ORLANDO, EU 26 de febrero.- De cara a lo que serán sus presentaciones en América Latina en el último tercio del año, Muse ha demostrado el alcance de su nueva producción en vivo en tierras estadounidenses.

La noche de este lunes, Matt Bellamy y compañía lograron que los miles de asistentes al Amway Center de Orlando, Florida, terminaran de pie tras casi dos horas de concierto como parte de su The 2nd Law Tour.

Un total de 20 temas, un despliegue impresionante de luces y rayos láser, además de un sonido impecable y un escenario multicolor conformado por una pirámide invertida y un semicÌrculo de más de 40 pantallas a ras de piso, edificaron una noche de apoteosis para los fans en estas tierras, quienes pronto fueron capturados por la potencia de "Supremacy" y "Map Of The Problematique", las primeras dos entregas del recital.

Con saco negro y su acostumbrado entusiasmo para interactuar con el respetable, Bellamy saludó a la concurrencia y mantuvo el ritmo de un concierto que poco a poco fue creciendo en intensidad conforme sonaban los éxitos de la pandilla originaria de Devon.

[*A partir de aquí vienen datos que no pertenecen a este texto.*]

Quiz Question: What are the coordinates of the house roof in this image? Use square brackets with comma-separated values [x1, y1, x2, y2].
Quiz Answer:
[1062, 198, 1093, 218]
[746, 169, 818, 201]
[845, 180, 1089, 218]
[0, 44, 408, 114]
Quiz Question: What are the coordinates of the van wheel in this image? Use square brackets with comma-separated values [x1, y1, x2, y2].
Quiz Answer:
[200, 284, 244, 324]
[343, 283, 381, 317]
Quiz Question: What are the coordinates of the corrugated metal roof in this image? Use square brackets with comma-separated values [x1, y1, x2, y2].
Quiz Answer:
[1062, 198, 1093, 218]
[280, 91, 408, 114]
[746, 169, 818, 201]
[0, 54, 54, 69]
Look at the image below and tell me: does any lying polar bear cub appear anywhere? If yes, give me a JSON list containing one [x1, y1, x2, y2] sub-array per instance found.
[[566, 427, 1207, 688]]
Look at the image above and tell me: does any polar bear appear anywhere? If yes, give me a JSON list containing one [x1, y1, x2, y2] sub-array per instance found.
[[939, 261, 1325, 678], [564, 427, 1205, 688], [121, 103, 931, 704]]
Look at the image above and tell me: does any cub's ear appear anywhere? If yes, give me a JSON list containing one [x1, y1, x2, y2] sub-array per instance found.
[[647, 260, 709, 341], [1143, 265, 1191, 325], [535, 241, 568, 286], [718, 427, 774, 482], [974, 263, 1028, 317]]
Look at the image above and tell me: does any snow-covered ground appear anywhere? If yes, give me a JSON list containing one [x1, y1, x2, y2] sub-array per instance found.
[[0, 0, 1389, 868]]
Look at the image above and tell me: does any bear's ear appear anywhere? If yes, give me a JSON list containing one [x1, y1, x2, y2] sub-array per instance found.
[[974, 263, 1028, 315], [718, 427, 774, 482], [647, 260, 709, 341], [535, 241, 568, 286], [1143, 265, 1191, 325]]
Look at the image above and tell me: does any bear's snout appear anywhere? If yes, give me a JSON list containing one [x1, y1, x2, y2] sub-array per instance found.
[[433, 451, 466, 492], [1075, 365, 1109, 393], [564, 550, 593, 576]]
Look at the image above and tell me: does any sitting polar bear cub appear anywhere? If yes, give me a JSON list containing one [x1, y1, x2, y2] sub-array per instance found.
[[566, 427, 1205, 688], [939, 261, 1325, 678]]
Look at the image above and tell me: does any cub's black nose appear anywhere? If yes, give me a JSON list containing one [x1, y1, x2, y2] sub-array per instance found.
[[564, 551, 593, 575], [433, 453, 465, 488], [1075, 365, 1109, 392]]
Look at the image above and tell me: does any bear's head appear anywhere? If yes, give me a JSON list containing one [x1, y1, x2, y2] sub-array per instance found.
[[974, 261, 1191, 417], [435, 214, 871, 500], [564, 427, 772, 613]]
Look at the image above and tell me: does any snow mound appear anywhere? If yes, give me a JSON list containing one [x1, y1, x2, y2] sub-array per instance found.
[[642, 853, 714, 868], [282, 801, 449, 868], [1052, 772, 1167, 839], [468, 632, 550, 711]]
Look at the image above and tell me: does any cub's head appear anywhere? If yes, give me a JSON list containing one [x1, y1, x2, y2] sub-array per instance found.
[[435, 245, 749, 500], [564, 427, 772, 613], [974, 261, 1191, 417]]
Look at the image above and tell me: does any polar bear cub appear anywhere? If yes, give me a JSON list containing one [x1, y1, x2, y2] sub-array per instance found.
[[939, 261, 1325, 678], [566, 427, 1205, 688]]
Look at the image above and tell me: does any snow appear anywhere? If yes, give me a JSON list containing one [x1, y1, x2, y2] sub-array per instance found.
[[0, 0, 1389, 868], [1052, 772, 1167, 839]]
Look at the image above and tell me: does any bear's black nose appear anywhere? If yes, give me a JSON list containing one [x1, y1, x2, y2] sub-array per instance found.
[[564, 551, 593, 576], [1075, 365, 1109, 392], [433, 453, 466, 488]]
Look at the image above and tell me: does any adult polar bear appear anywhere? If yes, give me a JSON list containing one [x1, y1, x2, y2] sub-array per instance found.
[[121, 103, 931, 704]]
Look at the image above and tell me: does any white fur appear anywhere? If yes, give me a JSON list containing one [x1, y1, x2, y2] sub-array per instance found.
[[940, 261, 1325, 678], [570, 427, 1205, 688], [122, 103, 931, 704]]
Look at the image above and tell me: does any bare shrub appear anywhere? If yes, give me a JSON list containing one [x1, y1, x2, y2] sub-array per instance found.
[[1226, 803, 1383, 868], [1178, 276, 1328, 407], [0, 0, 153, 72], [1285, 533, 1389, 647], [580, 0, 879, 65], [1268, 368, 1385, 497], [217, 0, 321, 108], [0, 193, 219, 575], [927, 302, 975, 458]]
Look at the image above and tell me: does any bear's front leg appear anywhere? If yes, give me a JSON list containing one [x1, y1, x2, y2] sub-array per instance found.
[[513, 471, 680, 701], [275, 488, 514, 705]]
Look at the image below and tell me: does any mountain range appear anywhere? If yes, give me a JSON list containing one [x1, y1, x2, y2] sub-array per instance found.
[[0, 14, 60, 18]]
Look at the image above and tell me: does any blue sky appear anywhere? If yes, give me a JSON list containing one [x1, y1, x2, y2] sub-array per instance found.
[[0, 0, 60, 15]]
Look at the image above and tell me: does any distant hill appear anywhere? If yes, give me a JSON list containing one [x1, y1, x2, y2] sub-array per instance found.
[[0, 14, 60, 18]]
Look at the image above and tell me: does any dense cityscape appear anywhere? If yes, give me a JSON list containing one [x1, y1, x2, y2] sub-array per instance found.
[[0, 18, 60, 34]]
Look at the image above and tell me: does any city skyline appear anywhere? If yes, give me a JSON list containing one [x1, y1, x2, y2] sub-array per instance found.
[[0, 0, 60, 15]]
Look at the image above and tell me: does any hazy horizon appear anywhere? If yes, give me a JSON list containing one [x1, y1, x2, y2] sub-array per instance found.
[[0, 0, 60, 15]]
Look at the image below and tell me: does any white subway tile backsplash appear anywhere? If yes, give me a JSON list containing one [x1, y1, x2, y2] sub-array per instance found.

Uno de los episodios más emotivos se dio cuando el vocalista se valió solamente de su guitarra para hacer sonar las notas del himno nacional de Estados Unidos, lo que propició una estruendosa ovación que sirvióde preludio perfecto para el comienzo de "Panic Station", uno de los cortes nuevos de la banda.

Mientras avanzaba la noche, en la pirámide se fueron proyectando imágenes de números y cifras relativas a la crisis mundial y a la bolsa de valores, al tiempo que el lugar se iluminaba con un juego de rayos láser simplemente alucinante."Madness", "Undisclosed Desires", "Time Is Running Out" y "Stockholm Syndrome" integraron una de las partes más relevantes del espectáculo, tras la cual la pirámide terminó en posición opuesta al comienzo del show y completamente asentada en el piso.

Llegó el receso con "Uprising" y finalmente el trío británico volvió a escena para rematar la noche con "Starlight" y "Survival".

"Ustedes realmente rockean", le dijo el baterista Dominic Howard a los fanáticos para despedirse.